Nieprofesjonalna interwencja policjantów z Mysłowic miała miejsce 21 listopada, w szpitalu w Katowicach.
Powodem przyjazdu policji do szpitala stał się kierowca, który stracił panowanie nad samochodem i uderzył w betonową barierkę. Przed przyjazdem do placówki medycznej stwierdził, że miał kontakt z osobą zakażoną COVID-19. Dlatego też 34-latek trafił po przyjeździe do izolatki.
Karetce towarzyszyła policja, której późniejsza interwencja była daleka od profesjonalizmu.
Niestosowne zachowanie policji
Mundurowi przyszli na izbę przyjęć i poprosili o kontakt z lekarzem dyżurnym. Zażądali, by ten pobrał i zbadał krew 34-latka pod kątem alkoholu. Lekarz odmówił, tłumacząc, że najpierw musi przebadać pacjenta.
Po tych słowach, policjanci weszli do izolatki i osobiście zażądali pobrania krwi. Istnieje jednak wersja, która mówi, że to lekarz wszczął awanturę.

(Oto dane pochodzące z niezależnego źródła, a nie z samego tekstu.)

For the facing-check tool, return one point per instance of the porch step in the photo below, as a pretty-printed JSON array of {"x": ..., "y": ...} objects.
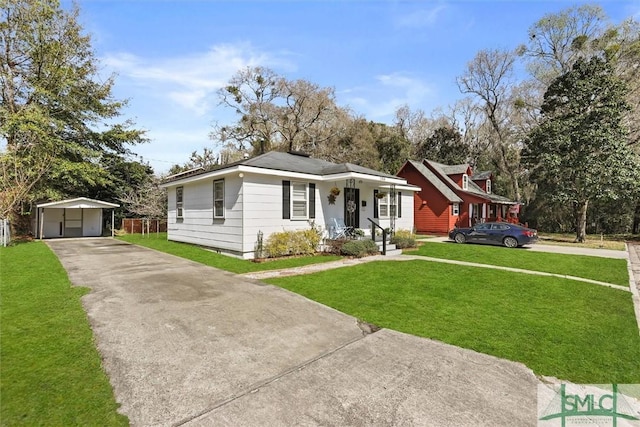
[
  {"x": 393, "y": 252},
  {"x": 391, "y": 249}
]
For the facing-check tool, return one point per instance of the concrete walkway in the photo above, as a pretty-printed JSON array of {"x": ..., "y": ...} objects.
[
  {"x": 187, "y": 344},
  {"x": 349, "y": 262}
]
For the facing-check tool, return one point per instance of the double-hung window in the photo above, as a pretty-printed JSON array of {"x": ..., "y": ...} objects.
[
  {"x": 218, "y": 198},
  {"x": 299, "y": 200},
  {"x": 383, "y": 206},
  {"x": 179, "y": 202}
]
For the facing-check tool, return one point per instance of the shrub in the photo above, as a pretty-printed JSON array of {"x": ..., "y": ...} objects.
[
  {"x": 404, "y": 239},
  {"x": 359, "y": 248},
  {"x": 301, "y": 242},
  {"x": 335, "y": 246}
]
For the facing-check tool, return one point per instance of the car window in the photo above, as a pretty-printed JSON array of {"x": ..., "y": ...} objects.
[{"x": 499, "y": 227}]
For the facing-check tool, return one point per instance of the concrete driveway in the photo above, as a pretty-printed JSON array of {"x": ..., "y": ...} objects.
[{"x": 186, "y": 344}]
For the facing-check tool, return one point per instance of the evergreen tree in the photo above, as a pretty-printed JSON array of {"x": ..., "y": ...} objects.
[{"x": 579, "y": 152}]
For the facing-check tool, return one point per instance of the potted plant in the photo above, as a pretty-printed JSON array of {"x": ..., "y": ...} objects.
[{"x": 333, "y": 193}]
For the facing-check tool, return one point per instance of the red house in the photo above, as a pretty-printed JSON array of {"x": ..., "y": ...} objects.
[{"x": 453, "y": 196}]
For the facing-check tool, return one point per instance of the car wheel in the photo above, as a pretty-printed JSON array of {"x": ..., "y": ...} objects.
[
  {"x": 510, "y": 242},
  {"x": 459, "y": 238}
]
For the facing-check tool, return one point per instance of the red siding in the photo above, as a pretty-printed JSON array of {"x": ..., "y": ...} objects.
[{"x": 434, "y": 216}]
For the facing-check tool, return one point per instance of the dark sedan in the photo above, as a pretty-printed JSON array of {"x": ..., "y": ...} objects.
[{"x": 495, "y": 233}]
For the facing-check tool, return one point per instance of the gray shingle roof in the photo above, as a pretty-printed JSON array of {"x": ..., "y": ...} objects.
[
  {"x": 451, "y": 169},
  {"x": 473, "y": 188},
  {"x": 478, "y": 176},
  {"x": 436, "y": 182},
  {"x": 276, "y": 160}
]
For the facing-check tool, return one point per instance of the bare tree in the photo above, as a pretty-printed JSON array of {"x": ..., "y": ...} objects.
[
  {"x": 147, "y": 201},
  {"x": 489, "y": 77},
  {"x": 276, "y": 113}
]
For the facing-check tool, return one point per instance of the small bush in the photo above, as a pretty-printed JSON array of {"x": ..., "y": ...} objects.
[
  {"x": 301, "y": 242},
  {"x": 335, "y": 246},
  {"x": 359, "y": 248},
  {"x": 404, "y": 239}
]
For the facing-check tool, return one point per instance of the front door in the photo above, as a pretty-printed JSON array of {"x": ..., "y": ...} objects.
[{"x": 352, "y": 207}]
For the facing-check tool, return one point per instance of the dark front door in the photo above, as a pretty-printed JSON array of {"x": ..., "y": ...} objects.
[{"x": 352, "y": 207}]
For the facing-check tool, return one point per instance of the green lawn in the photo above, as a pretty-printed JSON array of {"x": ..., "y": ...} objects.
[
  {"x": 596, "y": 268},
  {"x": 571, "y": 330},
  {"x": 51, "y": 373},
  {"x": 223, "y": 262}
]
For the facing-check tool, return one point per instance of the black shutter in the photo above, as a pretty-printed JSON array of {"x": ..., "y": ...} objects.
[
  {"x": 375, "y": 203},
  {"x": 286, "y": 199},
  {"x": 312, "y": 201}
]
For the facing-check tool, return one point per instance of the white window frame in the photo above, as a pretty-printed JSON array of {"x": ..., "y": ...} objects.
[
  {"x": 384, "y": 202},
  {"x": 218, "y": 198},
  {"x": 180, "y": 202},
  {"x": 295, "y": 200}
]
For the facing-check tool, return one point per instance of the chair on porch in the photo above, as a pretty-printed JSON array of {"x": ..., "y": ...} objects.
[{"x": 338, "y": 229}]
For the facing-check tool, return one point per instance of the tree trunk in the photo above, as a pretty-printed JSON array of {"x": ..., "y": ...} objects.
[{"x": 581, "y": 222}]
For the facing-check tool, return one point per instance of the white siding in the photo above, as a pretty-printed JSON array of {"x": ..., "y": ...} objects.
[
  {"x": 263, "y": 210},
  {"x": 53, "y": 222},
  {"x": 197, "y": 224},
  {"x": 253, "y": 204},
  {"x": 91, "y": 222}
]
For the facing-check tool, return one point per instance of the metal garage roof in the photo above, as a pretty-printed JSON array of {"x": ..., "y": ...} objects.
[{"x": 79, "y": 203}]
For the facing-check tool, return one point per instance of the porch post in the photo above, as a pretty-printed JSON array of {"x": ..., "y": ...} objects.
[{"x": 41, "y": 222}]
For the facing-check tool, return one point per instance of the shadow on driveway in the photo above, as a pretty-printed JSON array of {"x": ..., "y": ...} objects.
[{"x": 184, "y": 343}]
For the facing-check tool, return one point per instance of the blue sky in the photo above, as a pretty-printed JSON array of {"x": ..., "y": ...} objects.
[{"x": 171, "y": 56}]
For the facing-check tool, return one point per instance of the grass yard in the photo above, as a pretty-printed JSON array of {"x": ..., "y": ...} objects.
[
  {"x": 194, "y": 253},
  {"x": 596, "y": 268},
  {"x": 571, "y": 330},
  {"x": 51, "y": 373}
]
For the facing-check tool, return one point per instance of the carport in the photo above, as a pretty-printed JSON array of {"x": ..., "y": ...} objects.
[{"x": 79, "y": 217}]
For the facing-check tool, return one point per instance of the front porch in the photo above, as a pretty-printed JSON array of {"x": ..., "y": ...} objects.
[{"x": 478, "y": 213}]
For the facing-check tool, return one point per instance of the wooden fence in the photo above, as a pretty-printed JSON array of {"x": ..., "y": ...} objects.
[{"x": 144, "y": 226}]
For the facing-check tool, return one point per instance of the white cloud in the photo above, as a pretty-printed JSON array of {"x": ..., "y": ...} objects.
[
  {"x": 420, "y": 18},
  {"x": 189, "y": 81},
  {"x": 381, "y": 98}
]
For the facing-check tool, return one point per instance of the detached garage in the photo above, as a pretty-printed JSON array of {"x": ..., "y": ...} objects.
[{"x": 81, "y": 217}]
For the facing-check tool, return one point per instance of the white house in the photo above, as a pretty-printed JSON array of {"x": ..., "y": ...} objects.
[{"x": 226, "y": 208}]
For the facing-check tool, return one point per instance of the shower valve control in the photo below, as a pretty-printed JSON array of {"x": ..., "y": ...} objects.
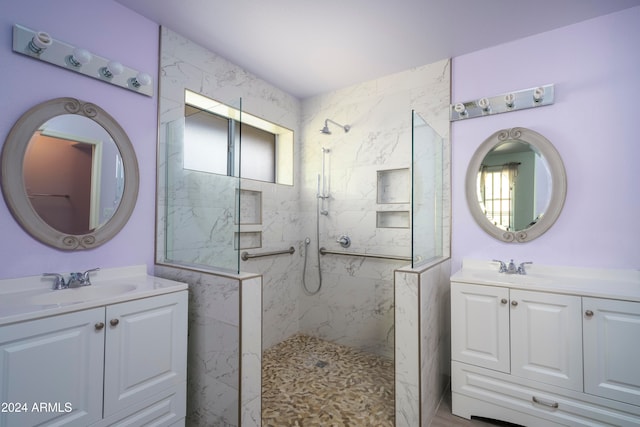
[{"x": 345, "y": 241}]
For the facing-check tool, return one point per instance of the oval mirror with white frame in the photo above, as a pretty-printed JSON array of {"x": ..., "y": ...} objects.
[
  {"x": 516, "y": 185},
  {"x": 69, "y": 174}
]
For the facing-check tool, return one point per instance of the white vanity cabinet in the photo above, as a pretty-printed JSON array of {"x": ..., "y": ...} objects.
[
  {"x": 120, "y": 364},
  {"x": 611, "y": 345},
  {"x": 56, "y": 361},
  {"x": 544, "y": 355},
  {"x": 533, "y": 335}
]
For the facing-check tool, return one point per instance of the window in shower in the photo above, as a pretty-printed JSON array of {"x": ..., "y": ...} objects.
[{"x": 220, "y": 139}]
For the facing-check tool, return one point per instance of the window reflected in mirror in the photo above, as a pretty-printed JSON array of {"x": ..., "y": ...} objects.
[{"x": 513, "y": 186}]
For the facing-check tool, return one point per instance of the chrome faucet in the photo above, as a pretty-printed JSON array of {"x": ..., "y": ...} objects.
[
  {"x": 75, "y": 279},
  {"x": 59, "y": 282},
  {"x": 521, "y": 269}
]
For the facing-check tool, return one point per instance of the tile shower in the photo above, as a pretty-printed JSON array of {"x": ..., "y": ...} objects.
[{"x": 355, "y": 307}]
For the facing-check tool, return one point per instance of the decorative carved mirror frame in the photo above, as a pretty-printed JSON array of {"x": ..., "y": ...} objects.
[
  {"x": 14, "y": 190},
  {"x": 558, "y": 179}
]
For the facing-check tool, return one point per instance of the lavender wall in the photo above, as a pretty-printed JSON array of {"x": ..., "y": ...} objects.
[
  {"x": 110, "y": 30},
  {"x": 593, "y": 124}
]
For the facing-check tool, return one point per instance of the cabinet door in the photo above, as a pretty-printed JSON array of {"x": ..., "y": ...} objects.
[
  {"x": 52, "y": 369},
  {"x": 612, "y": 349},
  {"x": 546, "y": 338},
  {"x": 480, "y": 325},
  {"x": 146, "y": 349}
]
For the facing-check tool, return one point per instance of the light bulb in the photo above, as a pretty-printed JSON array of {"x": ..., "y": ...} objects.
[
  {"x": 40, "y": 42},
  {"x": 538, "y": 94},
  {"x": 509, "y": 99},
  {"x": 460, "y": 109},
  {"x": 113, "y": 68},
  {"x": 142, "y": 79},
  {"x": 484, "y": 104},
  {"x": 79, "y": 57}
]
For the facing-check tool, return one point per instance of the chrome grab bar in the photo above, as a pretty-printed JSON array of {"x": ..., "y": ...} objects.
[
  {"x": 246, "y": 255},
  {"x": 324, "y": 251}
]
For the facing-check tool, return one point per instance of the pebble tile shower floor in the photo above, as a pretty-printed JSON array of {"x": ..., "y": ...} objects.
[{"x": 307, "y": 381}]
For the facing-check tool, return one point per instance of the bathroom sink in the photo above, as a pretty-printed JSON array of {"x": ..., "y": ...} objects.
[
  {"x": 81, "y": 294},
  {"x": 516, "y": 279}
]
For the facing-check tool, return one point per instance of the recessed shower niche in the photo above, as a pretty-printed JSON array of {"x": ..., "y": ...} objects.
[
  {"x": 249, "y": 215},
  {"x": 394, "y": 189}
]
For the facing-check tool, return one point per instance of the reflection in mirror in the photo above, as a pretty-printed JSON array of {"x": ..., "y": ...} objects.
[
  {"x": 513, "y": 185},
  {"x": 516, "y": 185},
  {"x": 73, "y": 174},
  {"x": 69, "y": 174}
]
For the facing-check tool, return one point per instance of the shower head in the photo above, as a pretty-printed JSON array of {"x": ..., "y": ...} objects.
[{"x": 326, "y": 130}]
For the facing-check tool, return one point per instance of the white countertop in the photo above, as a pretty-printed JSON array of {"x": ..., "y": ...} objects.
[
  {"x": 16, "y": 294},
  {"x": 599, "y": 283}
]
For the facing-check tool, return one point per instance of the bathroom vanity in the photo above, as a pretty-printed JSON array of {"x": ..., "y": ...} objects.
[
  {"x": 112, "y": 353},
  {"x": 556, "y": 346}
]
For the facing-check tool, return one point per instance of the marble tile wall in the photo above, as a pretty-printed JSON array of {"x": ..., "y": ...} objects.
[
  {"x": 422, "y": 342},
  {"x": 355, "y": 305},
  {"x": 199, "y": 207}
]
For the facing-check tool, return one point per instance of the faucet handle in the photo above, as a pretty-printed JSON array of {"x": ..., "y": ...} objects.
[
  {"x": 503, "y": 266},
  {"x": 59, "y": 281},
  {"x": 85, "y": 275},
  {"x": 521, "y": 269}
]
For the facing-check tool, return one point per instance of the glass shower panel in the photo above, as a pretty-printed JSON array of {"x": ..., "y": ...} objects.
[
  {"x": 201, "y": 224},
  {"x": 427, "y": 192}
]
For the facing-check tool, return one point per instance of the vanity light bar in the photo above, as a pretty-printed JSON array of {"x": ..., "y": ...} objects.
[
  {"x": 40, "y": 45},
  {"x": 504, "y": 103}
]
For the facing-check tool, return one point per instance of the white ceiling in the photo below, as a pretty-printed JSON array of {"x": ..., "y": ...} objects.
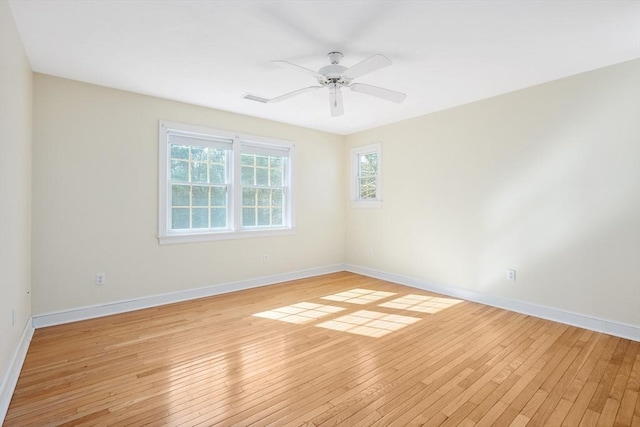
[{"x": 211, "y": 53}]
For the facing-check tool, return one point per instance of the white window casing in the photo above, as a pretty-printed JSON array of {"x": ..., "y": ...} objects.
[
  {"x": 209, "y": 162},
  {"x": 365, "y": 184}
]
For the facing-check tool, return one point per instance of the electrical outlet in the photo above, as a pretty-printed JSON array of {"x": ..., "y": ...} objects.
[{"x": 101, "y": 278}]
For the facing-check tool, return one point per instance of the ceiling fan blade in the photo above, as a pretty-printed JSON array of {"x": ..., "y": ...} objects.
[
  {"x": 291, "y": 66},
  {"x": 389, "y": 95},
  {"x": 367, "y": 66},
  {"x": 335, "y": 101},
  {"x": 294, "y": 93}
]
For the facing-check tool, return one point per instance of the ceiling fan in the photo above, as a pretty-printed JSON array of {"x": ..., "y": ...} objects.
[{"x": 335, "y": 77}]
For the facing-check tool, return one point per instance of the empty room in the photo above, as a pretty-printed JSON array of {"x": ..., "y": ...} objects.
[{"x": 315, "y": 213}]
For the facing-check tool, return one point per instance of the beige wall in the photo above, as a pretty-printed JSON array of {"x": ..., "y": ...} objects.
[
  {"x": 15, "y": 188},
  {"x": 95, "y": 209},
  {"x": 545, "y": 180}
]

Nasi ludzie uprzedzili go, że popełnia wykroczenie, utrudnia czynności i zostanie przewieziony do komisariatu w celu zweryfikowania tożsamości. – mówi starszy sierżant Damian Sokołowski w rozmowie z „Wyborczą”
Pracownicy szpitala mówią jednak, że to mundurowi nie podali swoich danych ani legitymacji. Policja z Mysłowic szarpała lekarza i próbowała go obezwładnić, a potem wyprowadzić do radiowozu.
Dyżur wtedy pełnił młody lekarz, który nie był agresywny, tylko zszokowany tą akcją. Policjanci podczas szamotaniny zerwali mu z ręki zegarek. – opowiada jeden z pracowników szpitala w rozmowie z „Gazetą Wyborczą”
W związku z tym, że policjanci nie przestrzegali odpowiednio procedur wymaganych w szpitalu w czasie pandemii, izba przyjęć została zamknięta na kilka godzin. W placówce musiała nastąpić pełna dezynfekcja.